You could code the table to cope with collisions, but it should be fairly easy to derive a minimal perfect hash scheme - one where no two three-item combinations give the same hash value, and where the hash-size and table-size are kept to a minimum.

This is basically Zobrist hashing - think of a "move" as adding or removing one item of the combination.

EDIT

The reason to use a hash table is that the lookup performance O(n) where n is the number of items in the combination (assuming no collisions). Calculating lexicographical indexes into the combinations is significantly slower, IIRC.

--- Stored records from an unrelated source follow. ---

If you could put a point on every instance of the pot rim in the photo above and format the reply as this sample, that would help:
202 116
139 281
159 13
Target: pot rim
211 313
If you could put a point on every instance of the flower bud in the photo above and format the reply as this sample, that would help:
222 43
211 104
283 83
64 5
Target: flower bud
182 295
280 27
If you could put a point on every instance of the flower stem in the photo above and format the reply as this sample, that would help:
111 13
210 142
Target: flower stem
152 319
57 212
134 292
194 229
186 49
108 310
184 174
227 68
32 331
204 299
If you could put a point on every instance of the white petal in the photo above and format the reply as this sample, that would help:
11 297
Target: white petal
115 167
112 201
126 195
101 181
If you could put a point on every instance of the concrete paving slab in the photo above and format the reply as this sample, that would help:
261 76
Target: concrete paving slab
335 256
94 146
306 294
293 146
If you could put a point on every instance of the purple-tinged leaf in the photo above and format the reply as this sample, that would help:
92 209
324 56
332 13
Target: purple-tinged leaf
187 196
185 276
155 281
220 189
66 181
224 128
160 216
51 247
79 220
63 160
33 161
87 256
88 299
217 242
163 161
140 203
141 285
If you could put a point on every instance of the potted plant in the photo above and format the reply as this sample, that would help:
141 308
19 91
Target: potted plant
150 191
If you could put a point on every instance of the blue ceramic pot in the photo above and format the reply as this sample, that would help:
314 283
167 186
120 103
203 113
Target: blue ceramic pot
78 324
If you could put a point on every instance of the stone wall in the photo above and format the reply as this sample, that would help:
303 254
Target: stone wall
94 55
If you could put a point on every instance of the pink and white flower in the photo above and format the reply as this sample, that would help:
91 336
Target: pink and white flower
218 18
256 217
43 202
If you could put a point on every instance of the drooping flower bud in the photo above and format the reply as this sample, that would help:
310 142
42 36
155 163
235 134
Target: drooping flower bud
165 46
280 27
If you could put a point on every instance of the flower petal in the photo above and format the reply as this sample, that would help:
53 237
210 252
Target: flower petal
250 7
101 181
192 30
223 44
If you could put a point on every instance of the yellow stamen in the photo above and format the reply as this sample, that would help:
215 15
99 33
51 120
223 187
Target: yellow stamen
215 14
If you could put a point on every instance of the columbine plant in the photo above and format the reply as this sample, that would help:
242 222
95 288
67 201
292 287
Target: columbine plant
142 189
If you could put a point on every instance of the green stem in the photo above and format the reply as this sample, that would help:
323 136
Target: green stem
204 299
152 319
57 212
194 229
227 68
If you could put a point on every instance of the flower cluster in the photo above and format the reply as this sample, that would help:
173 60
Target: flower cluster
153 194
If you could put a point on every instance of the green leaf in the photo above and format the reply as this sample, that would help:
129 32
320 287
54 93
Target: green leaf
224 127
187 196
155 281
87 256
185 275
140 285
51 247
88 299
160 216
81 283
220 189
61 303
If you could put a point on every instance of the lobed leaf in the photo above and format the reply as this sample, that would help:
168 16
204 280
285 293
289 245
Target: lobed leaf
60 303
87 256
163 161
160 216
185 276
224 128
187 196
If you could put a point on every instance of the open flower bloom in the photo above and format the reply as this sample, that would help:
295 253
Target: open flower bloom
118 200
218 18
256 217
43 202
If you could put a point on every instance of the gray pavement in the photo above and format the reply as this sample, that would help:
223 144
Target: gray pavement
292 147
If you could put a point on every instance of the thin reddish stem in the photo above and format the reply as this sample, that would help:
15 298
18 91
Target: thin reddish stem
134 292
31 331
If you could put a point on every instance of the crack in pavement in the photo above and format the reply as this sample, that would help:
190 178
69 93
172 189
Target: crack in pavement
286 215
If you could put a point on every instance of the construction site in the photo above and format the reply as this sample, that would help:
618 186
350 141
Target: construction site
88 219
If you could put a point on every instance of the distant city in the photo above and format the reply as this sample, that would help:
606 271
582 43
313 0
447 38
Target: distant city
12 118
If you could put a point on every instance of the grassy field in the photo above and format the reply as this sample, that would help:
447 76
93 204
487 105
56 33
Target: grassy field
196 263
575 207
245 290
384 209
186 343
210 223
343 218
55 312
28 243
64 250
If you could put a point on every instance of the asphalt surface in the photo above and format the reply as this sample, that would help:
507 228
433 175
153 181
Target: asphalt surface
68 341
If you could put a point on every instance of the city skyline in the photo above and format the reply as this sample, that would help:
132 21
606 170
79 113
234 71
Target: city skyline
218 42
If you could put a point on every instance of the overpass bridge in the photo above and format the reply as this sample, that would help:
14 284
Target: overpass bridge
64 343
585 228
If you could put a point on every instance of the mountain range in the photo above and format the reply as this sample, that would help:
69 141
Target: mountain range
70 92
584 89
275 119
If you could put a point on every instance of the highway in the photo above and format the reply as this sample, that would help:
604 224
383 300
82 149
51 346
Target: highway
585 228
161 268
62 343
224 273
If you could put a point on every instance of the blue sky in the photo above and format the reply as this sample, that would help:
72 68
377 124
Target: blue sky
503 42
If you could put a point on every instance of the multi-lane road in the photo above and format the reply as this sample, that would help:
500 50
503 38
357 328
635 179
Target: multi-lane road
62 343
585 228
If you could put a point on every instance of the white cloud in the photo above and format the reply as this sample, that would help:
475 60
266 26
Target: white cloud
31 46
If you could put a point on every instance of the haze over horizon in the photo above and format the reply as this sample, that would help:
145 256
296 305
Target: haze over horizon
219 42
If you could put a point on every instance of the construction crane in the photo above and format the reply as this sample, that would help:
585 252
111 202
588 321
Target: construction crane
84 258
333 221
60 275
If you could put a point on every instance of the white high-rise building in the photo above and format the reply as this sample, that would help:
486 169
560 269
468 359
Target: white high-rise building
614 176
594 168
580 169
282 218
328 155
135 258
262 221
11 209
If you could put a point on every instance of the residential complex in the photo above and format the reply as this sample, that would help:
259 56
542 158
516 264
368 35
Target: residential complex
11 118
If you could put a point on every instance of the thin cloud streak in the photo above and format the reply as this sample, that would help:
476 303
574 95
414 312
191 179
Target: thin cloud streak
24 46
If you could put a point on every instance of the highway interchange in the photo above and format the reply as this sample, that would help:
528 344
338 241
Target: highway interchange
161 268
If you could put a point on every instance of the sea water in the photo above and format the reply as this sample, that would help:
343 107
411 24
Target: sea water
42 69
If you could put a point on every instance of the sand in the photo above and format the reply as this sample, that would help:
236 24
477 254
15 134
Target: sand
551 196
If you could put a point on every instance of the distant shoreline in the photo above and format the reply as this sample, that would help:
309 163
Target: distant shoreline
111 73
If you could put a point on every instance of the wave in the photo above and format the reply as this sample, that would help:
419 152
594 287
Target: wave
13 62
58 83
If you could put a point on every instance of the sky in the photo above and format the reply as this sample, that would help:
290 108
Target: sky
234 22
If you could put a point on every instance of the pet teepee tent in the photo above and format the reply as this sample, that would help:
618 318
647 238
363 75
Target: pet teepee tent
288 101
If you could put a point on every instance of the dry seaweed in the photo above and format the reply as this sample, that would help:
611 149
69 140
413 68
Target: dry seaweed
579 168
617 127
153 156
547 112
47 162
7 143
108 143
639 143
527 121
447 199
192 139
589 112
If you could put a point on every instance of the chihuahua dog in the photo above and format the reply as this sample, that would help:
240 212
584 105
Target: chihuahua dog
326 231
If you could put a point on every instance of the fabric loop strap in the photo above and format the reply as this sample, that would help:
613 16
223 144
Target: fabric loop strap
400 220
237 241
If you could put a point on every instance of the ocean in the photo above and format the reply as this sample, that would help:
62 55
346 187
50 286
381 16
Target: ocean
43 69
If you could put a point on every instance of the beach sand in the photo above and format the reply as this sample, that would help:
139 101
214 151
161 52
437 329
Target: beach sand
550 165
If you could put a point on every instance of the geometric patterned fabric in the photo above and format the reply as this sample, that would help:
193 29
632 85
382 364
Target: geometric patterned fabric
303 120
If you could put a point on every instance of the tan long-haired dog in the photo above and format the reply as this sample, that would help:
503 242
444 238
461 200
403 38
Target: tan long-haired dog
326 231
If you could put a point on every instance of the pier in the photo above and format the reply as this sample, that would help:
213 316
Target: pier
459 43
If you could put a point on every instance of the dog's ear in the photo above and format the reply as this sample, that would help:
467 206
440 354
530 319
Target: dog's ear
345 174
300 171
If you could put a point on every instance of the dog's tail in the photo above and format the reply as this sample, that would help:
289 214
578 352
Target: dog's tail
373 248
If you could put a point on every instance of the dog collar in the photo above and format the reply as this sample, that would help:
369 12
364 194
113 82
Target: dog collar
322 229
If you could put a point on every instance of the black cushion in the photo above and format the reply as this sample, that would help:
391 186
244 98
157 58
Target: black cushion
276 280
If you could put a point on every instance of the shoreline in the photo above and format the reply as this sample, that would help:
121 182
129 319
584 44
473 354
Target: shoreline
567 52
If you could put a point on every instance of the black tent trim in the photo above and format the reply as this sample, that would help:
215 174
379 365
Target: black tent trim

The downside is obviously the up-front work done to generate the table.

Answer 5

Here is a conceptual answer and a code based on how lex ordering works. (So I guess my answer is like that of "moron", except that I think that he has too few details and his links have too many.) I wrote a function unchoose(n,S) for you that works assuming that S is an ordered list subset of range(n). The idea: Either S contains 0 or it does not. If it does, remove 0 and compute the index for the remaining subset. If it does not, then it comes after the binomial(n-1,k-1) subsets that do contain 0.

def binomial(n,k):
    if n < 0 or k < 0 or k > n: return 0
    b = 1
    for i in xrange(k): b = b*(n-i)/(i+1)
    return b

def unchoose(n,S):
    k = len(S)
    if k == 0 or k == n: return 0
    j = S[0]
    if k == 1: return j
    S = [x-1 for x in S]
    if not j: return unchoose(n-1,S[1:])
    return binomial(n-1,k-1)+unchoose(n-1,S)

def choose(X,k):
    n = len(X)
    if k < 0 or k > n: return []
    if not k: return [[]]
    if k == n: return [X]
    return [X[:1] + S for S in choose(X[1:],k-1)] + choose(X[1:],k)

(n,k) = (13,3)
for S in choose(range(n),k): print unchoose(n,S),S

Now, it is also true that you can cache or hash values of both functions, binomial and unchoose. And what's nice about this is that you can compromise between precomputing everything and precomputing nothing. For instance you can precompute only for len(S) <= 3.

You can also optimize unchoose so that it adds the binomial coefficients with a loop if S[0] > 0, instead of decrementing and using tail recursion.

Answer 6

You can try using the lexicographic index of the combination. Maybe this page will help: http://saliu.com/bbs/messages/348.html

This MSDN page has more details: Generating the mth Lexicographical Element of a Mathematical Combination.

To be a bit more specific:

When treated as a tuple, you can order the combinations lexicographically.

So (0,1,2) < (0,1,3) < (0,1,4) etc.

Say you had the number 0 to n-1 and chose k out of those.

Now if the first element is zero, you know that it is one among the first n-1 choose k-1.

If the first element is 1, then it is one among the next n-2 choose k-1.

This way you can recursively compute the exact position of the given combination in the lexicographic ordering and use that to map it to your number.

This works in reverse too and the MSDN page explains how to do that.